Excerpt of a conversation with Oshi Health CEO Sam Holliday and Dr. Bonnie on post-COVID telehealth, digital healthcare, virtual-first primary and specialty care, and building the future of GI care.
GI as initial complaint and the PCP to GI handoff
Sam: GI is an interesting specialty. As I said before, many patient journeys start with GI symptoms in primary care. Estimates vary, but up to 20% of primary care visits include a GI symptom among the complaints. PCPs can rule out more common things and do some testing. For example, they can diagnose GERD and prescribe a PPI (proton pump inhibitor, e.g, famotidine). But if the problem persists or it’s not any of the obvious disorders, PCP’s refer patients to GI clinics. But here’s the rub. Average wait times to see a gastroenterologist are long. So, patients continue to suffer while they wait weeks or months to be seen.
The long GI diagnosis-to-treatment journey
Sam: Once the patient gets to the GI appointment, a more intense diagnostic process begins. There’s a set of well-recognized differential diagnostic pathways that gastroenterologists use. These are to figure out which combination of factors are triggering symptoms. This takes time and detective work because these are not as simple as, for comparison, diabetes. To diagnose diabetes, you take blood, measure glucose and A1C levels and get a number that says diabetes. Unfortunately, GI conditions are often murky. Many symptoms (e.g., bloating, diarrhea, pain) are common to several diseases, and thus harder to diagnose.
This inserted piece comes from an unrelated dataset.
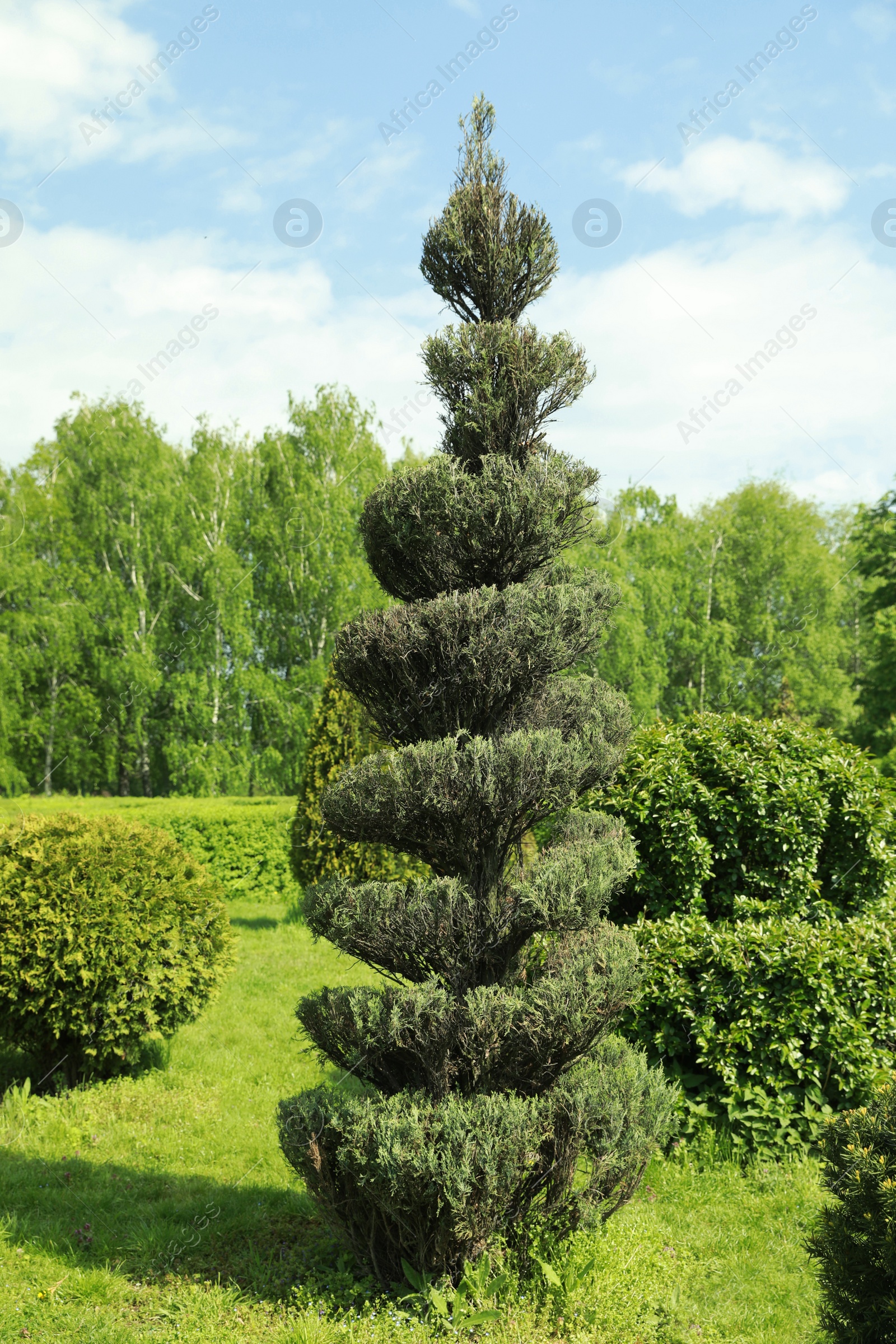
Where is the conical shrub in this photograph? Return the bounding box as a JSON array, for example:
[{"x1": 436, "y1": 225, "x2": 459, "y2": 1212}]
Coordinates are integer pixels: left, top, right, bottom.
[{"x1": 279, "y1": 98, "x2": 671, "y2": 1285}]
Once diagnosed, treatments that work for each patient differ, it may require trial and error to find the right one. There aren’t simple biomarkers (like glucose levels in diabetes) to measure response to treatments. It takes a deeper exploration of potential triggers of symptoms, tracking of bowel movements, pain levels, bloating, constipation, etc. The care team and patient must experiment until they find the right approach. This means a mix of medication, dietary changes, lifestyle adjustments and reduction in stress, maybe mental health treatment. This is an area where digital GI health care can help.
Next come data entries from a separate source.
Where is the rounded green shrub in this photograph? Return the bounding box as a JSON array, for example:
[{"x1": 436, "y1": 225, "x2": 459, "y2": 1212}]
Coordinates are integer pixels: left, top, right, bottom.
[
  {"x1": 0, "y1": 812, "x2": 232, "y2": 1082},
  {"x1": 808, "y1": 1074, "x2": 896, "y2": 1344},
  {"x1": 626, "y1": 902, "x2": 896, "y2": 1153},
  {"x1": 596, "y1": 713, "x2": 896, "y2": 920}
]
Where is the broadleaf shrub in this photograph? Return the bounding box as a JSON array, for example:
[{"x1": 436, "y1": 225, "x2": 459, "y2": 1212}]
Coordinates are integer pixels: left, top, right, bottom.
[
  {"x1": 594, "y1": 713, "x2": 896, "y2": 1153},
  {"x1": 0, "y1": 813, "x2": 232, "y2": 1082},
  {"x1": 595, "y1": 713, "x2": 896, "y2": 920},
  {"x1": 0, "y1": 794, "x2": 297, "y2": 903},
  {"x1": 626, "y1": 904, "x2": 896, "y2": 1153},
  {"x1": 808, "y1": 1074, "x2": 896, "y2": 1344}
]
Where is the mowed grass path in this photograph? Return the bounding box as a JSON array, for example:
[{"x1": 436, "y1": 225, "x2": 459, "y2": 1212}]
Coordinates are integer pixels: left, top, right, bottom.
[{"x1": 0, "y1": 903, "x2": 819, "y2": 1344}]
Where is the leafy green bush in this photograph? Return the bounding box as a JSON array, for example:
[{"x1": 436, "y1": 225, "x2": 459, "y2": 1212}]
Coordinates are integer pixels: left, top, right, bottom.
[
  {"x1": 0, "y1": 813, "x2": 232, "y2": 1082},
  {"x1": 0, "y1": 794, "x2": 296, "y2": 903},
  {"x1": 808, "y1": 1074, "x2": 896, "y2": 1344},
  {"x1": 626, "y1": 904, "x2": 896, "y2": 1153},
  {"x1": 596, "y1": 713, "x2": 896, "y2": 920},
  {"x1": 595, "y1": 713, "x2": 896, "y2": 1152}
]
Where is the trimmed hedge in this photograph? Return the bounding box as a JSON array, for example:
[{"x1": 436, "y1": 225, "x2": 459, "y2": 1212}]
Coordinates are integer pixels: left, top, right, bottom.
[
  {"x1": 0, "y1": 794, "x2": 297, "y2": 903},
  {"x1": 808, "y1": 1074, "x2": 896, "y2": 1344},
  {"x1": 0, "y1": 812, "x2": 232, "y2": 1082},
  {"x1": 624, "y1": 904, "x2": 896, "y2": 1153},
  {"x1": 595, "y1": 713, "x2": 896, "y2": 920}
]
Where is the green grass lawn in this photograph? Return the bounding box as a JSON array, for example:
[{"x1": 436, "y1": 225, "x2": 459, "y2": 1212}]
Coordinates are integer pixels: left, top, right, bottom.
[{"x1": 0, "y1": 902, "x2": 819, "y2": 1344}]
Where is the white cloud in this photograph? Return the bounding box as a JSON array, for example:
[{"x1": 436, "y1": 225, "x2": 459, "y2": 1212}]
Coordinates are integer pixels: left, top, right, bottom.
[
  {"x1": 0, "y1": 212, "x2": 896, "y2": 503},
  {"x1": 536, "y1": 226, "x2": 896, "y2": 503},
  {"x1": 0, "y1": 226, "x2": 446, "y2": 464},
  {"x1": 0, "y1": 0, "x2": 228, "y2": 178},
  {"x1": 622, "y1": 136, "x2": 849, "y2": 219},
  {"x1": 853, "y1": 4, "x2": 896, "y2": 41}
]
The challenges of GI case management
Sam: So, managing diabetes is pretty clear: insulin, other medications. Although there IS a dietary management/weight loss angle to type 2 diabetes that overlaps with chronic GI management. In general, though, GI conditions are more complex and nuanced to manage. Understanding symptoms, such as bowel patterns, means confronting stigmatized topics that people are uncomfortable talking about. Patterns of pain, constipation, bloating, are symptoms that could tell us whether treatment and case management are working or not. We do not yet have simple quantitative measures of results.
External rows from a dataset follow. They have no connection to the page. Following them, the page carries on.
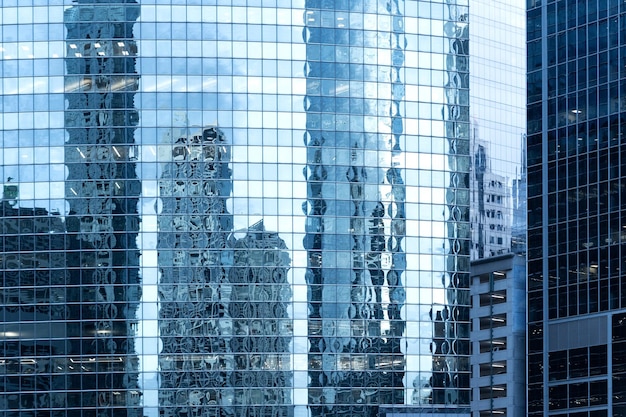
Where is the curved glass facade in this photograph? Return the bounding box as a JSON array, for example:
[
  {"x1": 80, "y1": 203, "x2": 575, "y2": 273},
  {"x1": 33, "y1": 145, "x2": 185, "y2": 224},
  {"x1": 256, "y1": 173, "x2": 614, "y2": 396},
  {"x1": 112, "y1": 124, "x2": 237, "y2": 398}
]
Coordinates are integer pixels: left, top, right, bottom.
[{"x1": 0, "y1": 0, "x2": 521, "y2": 417}]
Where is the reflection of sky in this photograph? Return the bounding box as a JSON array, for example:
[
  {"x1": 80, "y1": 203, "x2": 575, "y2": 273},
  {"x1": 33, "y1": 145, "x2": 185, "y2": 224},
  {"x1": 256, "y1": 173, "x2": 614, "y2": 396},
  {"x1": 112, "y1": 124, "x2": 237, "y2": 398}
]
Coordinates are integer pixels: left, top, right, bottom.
[
  {"x1": 135, "y1": 2, "x2": 308, "y2": 415},
  {"x1": 0, "y1": 0, "x2": 525, "y2": 416}
]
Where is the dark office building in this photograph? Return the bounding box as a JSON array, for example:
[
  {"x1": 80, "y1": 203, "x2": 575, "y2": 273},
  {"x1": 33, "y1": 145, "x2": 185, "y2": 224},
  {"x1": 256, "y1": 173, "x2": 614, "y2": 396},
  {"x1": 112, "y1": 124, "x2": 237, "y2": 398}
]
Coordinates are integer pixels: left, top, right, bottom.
[{"x1": 528, "y1": 0, "x2": 626, "y2": 417}]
Remote monitoring, diet & psychology interventions, care teams
One of the gaps we see is the lack of a great care model for ongoing symptom tracking. Such remote monitoring of GI symptoms can show if treatments are working. On the other hand, they can show if the patient is headed toward an escalation. To make it more complex, there are many things that can trigger GI symptoms. These include diet, mental health factors like stress, anxiety and depression, genetics, structural issues, inflammation and more. Managing all this takes time and an ongoing relationship. Even better, that relationship would be with an integrated GI-specialized care team. That would include doctors, dietitians and behavioral health therapists all working on the same care plan. Many of these steps are perfect for telehealth and thus natural for digital GI health care.Sam Holliday
Earlier you mentioned Dr. K at SonarMD. A big part of what they do in IBD is remote monitoring to detect problems before they escalate. We’re building that piece in as well at Oshi Health. Digital GI health is going to include many of these pieces.
Triggering foods and dietary management – where digital GI health can excel
Another big gap is diet and behavioral psychology interventions, which are well studied and shown to be effective. If we can figure out if certain foods are triggering symptoms, then reorienting patients’ diets to minimize those foods can improve symptoms. For example, take low-FODMAP diets. There’s a lot of evidence that they work, but they are hard to execute on your own. Right now, practices give you a printout about low-FODMAP foods. But you, the patient, have to do your own research, eliminate foods and then reintroduce them in a structured way. All the while tracking symptoms and trying to connect the dots. Doing that on your own is overwhelming, especially if you are already feeling miserable. Taking a digital GI health approach, with a coach and tools for tracking, can make this more user-friendly.
You’d think that when you go to the gastroenterology clinic, they would pair you up with their dietician and get to work on your diet. But they don’t. Most clinics don’t have a GI-specialized dietician on staff. Maybe they give you a few phone numbers and you, the patient, have to coordinate. First try to find dietitians, then figure out if they are covered by your insurance. Maybe they do telehealth, maybe they don’t. That’s not a system designed to solve your GI problem, especially the dietary piece.